ようやく思い出した。それまで堰止められていたように、それまでの記憶が甦る。

「ふむ。分からないらしい、か。それもまた不思議だな。」

 

「そういえば、『彼』はどこにいるんだい?そろそろ、そのフードを脱いで、久しぶりに顔を見せてもいいと思うのだけれど。」

「『彼』は、ここにはいない。」

「え?」

どういうことだ。いないなんて。そんな訳無いだろう。

「いないって……。どういうことだよ、エルヴィン。ここは、"そういう"場所じゃないのか?行方不明だったミケも、今ここにいるわけだし。」

「確かに、ここはそういう意味を持つ場所でもある。だが、俺達が見た限りでは、『彼』はここにはいない、ということだ。」

「訳が分からないよ。あの時、ウォール・シーナの外縁を散々探した。だが、どこにもいなかった。てっきり逃げきれたと思ったのに、ローゼにも目撃情報は無かった。

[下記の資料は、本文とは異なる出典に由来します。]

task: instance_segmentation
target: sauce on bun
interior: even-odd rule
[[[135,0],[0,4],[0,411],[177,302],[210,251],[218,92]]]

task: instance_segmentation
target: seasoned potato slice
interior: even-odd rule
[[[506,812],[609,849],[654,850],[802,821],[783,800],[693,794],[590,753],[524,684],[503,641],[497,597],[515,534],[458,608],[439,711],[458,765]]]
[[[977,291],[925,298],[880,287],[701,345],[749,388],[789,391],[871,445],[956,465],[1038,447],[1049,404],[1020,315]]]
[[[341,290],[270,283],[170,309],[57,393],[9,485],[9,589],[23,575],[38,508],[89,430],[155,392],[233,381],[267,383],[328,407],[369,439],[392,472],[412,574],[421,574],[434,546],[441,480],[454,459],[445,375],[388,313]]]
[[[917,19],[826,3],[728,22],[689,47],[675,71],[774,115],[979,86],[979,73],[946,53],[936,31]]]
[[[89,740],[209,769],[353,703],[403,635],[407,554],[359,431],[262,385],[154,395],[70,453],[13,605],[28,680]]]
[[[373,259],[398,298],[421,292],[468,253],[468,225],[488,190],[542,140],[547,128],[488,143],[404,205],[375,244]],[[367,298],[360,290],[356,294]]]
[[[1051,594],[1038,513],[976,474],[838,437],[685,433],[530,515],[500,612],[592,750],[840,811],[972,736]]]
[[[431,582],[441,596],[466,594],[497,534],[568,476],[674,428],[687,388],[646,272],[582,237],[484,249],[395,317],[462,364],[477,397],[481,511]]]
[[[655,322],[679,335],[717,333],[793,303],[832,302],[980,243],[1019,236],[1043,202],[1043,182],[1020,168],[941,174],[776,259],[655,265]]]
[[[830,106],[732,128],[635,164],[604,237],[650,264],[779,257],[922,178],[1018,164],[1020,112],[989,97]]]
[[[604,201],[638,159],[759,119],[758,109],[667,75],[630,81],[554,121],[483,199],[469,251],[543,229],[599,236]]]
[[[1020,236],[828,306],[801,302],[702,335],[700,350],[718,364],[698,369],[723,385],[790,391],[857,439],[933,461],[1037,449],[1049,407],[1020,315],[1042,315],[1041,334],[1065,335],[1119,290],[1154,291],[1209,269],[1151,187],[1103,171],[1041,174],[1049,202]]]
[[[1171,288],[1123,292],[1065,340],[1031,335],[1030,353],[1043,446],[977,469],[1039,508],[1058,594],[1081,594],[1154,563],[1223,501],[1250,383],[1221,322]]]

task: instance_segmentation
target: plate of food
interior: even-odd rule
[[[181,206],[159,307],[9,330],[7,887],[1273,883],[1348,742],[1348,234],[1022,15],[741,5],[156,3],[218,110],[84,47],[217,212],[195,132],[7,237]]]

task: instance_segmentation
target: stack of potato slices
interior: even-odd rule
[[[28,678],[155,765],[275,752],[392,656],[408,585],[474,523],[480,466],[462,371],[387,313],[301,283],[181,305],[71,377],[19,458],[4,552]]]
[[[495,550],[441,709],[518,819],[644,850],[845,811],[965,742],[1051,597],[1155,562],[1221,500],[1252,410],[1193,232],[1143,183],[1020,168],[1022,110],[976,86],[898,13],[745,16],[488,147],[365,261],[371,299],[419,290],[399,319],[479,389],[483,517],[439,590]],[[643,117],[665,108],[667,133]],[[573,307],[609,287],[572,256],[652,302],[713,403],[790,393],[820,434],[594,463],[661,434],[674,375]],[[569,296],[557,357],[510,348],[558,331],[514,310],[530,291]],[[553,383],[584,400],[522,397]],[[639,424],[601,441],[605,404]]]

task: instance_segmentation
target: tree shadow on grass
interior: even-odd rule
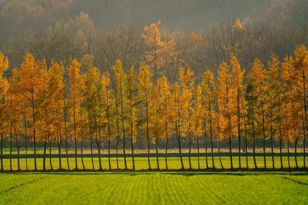
[[[5,174],[13,175],[126,175],[134,176],[141,175],[152,175],[159,173],[162,175],[179,175],[187,177],[202,175],[217,175],[217,176],[261,176],[261,175],[277,175],[277,176],[308,176],[306,171],[287,170],[273,170],[267,171],[257,170],[243,170],[233,171],[228,170],[112,170],[112,171],[99,171],[99,170],[70,170],[54,171],[20,171],[13,172],[0,173],[0,176]]]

それならと、諦めたのに……。ねえエルヴィン!教えてくれ!私達を見ていたのなら、分かる筈だろう!!『彼』がどこにいるのかを!!もう一度会わせてくれ!」

「……残念だが、『彼』はどこにもいない。」

「え?」

「驚くべきことだが、どうやら『彼』は、ここにも、この世界にもいないらしい。」

「壁外のことも、すべて分かるのか?」

「なんとなくだがな。」

「もしかして、ここも道の世界ってやつなのかな?だとしても、景色が全然違う気もするのだけど。」

「ユミルの民は道の世界で繋がっていると、あちらではそう言っていたな。おおむね正しいと、私は思う。」

「ああ、筒抜けなんだ。じゃあ、やっぱり『彼』がここにいないのはおかしい。もしかして、あの壁の中でも殊更珍しい純血の他人種だったとか?」

「その線もまた無い。俺達には、少なくとも『彼』が見えていた時期がある。」

「え?」

「正確には、『彼』がいた時間。『彼』が兵士として名を挙げた時間。『彼』がなにもせず、静かに一生を終えた時間。無作為だがいくつもの『彼』の時間を観察することが出来た。様々な見てくれの『彼』を。『彼』に限らず、あらゆるユミルの民達の時間も、多種多様なパターンがあった。俺達も含めて。」

「エレンと同じような状態ってわけか。それで、『彼』が消えた、というパターンは?」

「ああ。今回が初めてだ。流れる時間そのものは、たった一度きりだがな。」

「一体、どこに行ってしまったんだろうね。」

「さあ。ここも随分と、俺達の知らないものを知る欲求を満たしてはくれるが。……多分、俺達がまだ知らない『壁』の向こう側があるのだろう。きっと、『彼』はそれを超えたのだ。」

「……そうかい。ここに来て、まさかまだ壁があるなんてね。ここも万能ではないんだね。」

「その壁は、俺達に超えるには、難しいらしい。なにせ、出入口が無いのだからな。」

エルヴィンは空を見上げる。本物なのかは分からないが、あの青空は、目を細めること無く見つめられる。暖かくもあり、涼しくもあり、心地よい。まだ大きな謎が幾つも残されているのに、それに焦ることもない。この場所は、どこまでも私達の心を安心させる。

「……今頃『彼』は、知らない場所で一人ぼっちなのかもしれないね。」

「たどり着けないがな。単なる慰めだが、俺達は覚えていよう。『彼』のことを。いいや、『彼ら』のことを。」

「そうだね。きっと、またどこかで会えると信じよう。『彼』も、そうだといいね。」

未知のものへ迷わず土足で踏み込んで、希望を勝手に抱く。そして、おめでたい理想を信じ続けるのを止めない。

 

それが、我々調査兵団の生き方なのだから。